Símbolos são parte do cotidiano da humanidade desde as primeiras civilizações, antes mesmo da escrita alfabética se estabelecer, com seus desenhos rupestres (pictogramas). As finalidades sempre foram várias: contar histórias, registrar ritos, indicar caminhos, demarcar territórios, identificar clãs, ensinar, regular o comércio, padronizar experiências cotidianas etc. A partir do século XX, com as fronteiras dos países se tornando mais permeáveis, a demanda por signos mais universais, neutros e legíveis em diversos idiomas cresceu. Mais adiante, os avanços tecnológicos que experienciamos hoje consolidaram essa perspectiva, já que os dispositivos que utilizamos no dia a dia dialogam com a ideia de acessibilidade, adotando representações que devem funcionar para todas as pessoas.

Diante da relevância dos símbolos no decorrer dos anos, a partir da década de 1950, a Organização Internacional de Padronização (ISO) institui iconografias, que por vezes passam despercebidas, mas que são fundamentais para organizar a dinâmica social hoje — a placa na porta do banheiro, o sinal de trânsito, vagas de estacionamento, as orientações em uma embalagem, o botão do controle remoto, o ícone do aplicativo… 

É aqui que o Símbolo Internacional de Acesso é desenvolvido (ISA, 1968), representando um avanço quanto à acessibilidade e inclusão. Aquela pessoa cadeirante, que é amplamente utilizada para indicar acessibilidade em diferentes espaços, foi criada por Susanne Koefoed, uma designer dinamarquesa, à época estudante, durante uma oficina promovida pela Rehabilitation Internacional, organização global que atua em prol das pessoas com deficiência. A demanda era um símbolo de auxílio técnico prático, facilmente identificável à distância, autodescritivo e livre de ambiguidades. Inicialmente apenas a cadeira integrava o ícone. Depois, humanizou-se com a adição da pessoa, trazendo-a para o centro do debate. Posteriormente (anos 1980), ele foi adotado como padrão, tornando-se parte do ISO 7001.

Porém, ao longo das décadas, críticas foram tecidas a seu respeito, acompanhando a evolução do entendimento sobre a condição de deficiência, que passa a ser compreendida como uma característica individual de cada pessoa, que pode ter uma vida autônoma apesar das inúmeras barreiras sociais existentes. O indivíduo estático na cadeira de rodas se tornou, então, uma representação lida como médica, passiva, frágil e estereotipada. Pensando nisso, nos anos 2010, artistas e ativistas estadunidenses propuseram uma revisão do símbolo, sugerindo ação, autonomia e empoderamento. O resultado do Accessible Icon Project é uma pessoa em cadeira de rodas inclinada para frente, com os braços em movimento.

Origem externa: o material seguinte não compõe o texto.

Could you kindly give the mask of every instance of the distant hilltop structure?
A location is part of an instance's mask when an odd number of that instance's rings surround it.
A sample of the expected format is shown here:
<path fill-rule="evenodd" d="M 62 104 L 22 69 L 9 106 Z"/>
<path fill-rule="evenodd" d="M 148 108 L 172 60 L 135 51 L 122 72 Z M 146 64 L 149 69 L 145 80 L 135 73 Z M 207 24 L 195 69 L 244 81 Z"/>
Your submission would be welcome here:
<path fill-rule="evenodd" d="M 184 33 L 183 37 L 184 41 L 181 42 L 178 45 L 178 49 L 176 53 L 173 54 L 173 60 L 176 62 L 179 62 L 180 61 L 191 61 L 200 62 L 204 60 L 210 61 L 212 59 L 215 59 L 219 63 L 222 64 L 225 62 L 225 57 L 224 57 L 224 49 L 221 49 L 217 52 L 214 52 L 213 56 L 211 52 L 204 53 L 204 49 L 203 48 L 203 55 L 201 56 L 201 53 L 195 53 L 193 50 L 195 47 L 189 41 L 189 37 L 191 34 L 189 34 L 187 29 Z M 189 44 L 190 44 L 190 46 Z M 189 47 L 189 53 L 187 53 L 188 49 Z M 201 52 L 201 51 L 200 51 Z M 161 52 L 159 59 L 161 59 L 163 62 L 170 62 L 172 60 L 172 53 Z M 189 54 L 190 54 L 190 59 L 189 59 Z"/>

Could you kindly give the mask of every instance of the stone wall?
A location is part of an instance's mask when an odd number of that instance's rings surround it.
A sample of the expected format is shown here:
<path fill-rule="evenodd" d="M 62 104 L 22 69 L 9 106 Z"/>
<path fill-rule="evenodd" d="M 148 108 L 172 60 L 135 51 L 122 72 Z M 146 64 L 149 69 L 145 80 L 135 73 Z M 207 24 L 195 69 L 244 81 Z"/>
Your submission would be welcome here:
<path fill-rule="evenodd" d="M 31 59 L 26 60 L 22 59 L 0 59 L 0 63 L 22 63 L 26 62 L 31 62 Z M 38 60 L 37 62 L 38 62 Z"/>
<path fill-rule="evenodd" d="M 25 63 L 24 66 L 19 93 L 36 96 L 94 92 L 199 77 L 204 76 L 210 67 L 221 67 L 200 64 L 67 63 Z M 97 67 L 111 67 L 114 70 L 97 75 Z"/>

Um incômodo, contudo, permaneceu: o signo não representaria as deficiências em sua diversidade, tornando-se, de alguma forma, excludente. Além disso, a ênfase na ação pode, segundo algumas leituras, reforçar ideias capacitistas ao se centrar na performance física ao invés de acolher a diversidade das experiências das PcD, que inclui pessoas sem qualquer mobilidade. 

Uma iniciativa recente que vem tentando desde 2015 organizar esse desafio vem das Nações Unidas que, ao lado da Organização Internacional para Padronização, busca pensar uma abordagem mais inclusiva, chamada de Accessibility Logo ou Símbolo de Acessibilidade da ONU. Agora, a figura é composta por um círculo central (representando a cabeça) com braços abertos voltados para cima, evocando, de acordo com as instituições autoras, um gesto de inclusão, liberdade, acessibilidade e dignidade humana. Diferente do símbolo da cadeira de rodas, ele não se refere a uma deficiência específica, podendo representar todas as pessoas com deficiência — intelectual, auditiva, visual, física, sensorial, psicossocial e múltipla. 

Principais Críticas

Analisando-o, porém, caímos em pontos sensíveis importantes, que impactam diretamente as 1,2 bilhões de pessoas com deficiência ao redor do planeta (ONU).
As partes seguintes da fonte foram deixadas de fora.